Spring Security SpringBootWebSecurityConfiguration should have been deprecated before being made package-private, right?

Describe the bug

Through Spring Boot 2.3.9.RELEASE, org.springframework.boot.autoconfigure.security.servlet.SpringBootWebSecurityConfiguration was a public class, with no deprecation.

In 2.4.0, the keyword "public" was dropped, making it package-private.

I assume this is an improvement and 3 SRs into 2.4.x is too late to change.

But isn't the policy is that class and methods that should no longer be used as of future release X are to be deprecated in release X-1 (or is it X-2)? I think this qualifies, and so was a miss.

Side note

FWIW, my particular problem is a @Configuration class in a library (which I didn't write), itself conditional (another class is used for Webflux):

@ConditionalOnWebApplication(type = ConditionalOnWebApplication.Type.SERVLET)

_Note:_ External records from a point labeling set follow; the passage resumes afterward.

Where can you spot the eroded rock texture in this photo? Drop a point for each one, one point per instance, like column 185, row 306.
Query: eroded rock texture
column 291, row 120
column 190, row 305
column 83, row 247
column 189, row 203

with this additional annotation:

@AutoConfigureBefore({SecurityAutoConfiguration.class, UserDetailsServiceAutoConfiguration.class,
        SecurityFilterAutoConfiguration.class, SpringBootWebSecurityConfiguration.class})

(I'm not sure what the issue listing SpringBootWebSecurityConfiguration solved, back when the library was updated for Spring Boot 2.0, but I'm removing mention of SpringBootWebSecurityConfiguration and proceeding from there.)

To Reproduce

Add @AutoConfigureBefore(SpringBootWebSecurityConfiguration.class) to some configuration class.

Expected behavior

Well, best case would be the absence of compilation errors like this:

... org.springframework.boot.autoconfigure.security.servlet.SpringBootWebSecurityConfiguration is not public in org.springframework.boot.autoconfigure.security.servlet; cannot be accessed from outside package

But more to the point, I would have expected to see this class deprecated (with a comment explaining that it was to be made package-private, not removed) prior to this change.

Example

This is really just a plea for developers to be more cautious about making classes and methods less public.

Comment From: jgrandja

@larrywest SpringBootWebSecurityConfiguration lives in Spring Boot. Can you please log the issue here.

Comment From: larrywest

@jgrandja whoops, my mistake — thanks!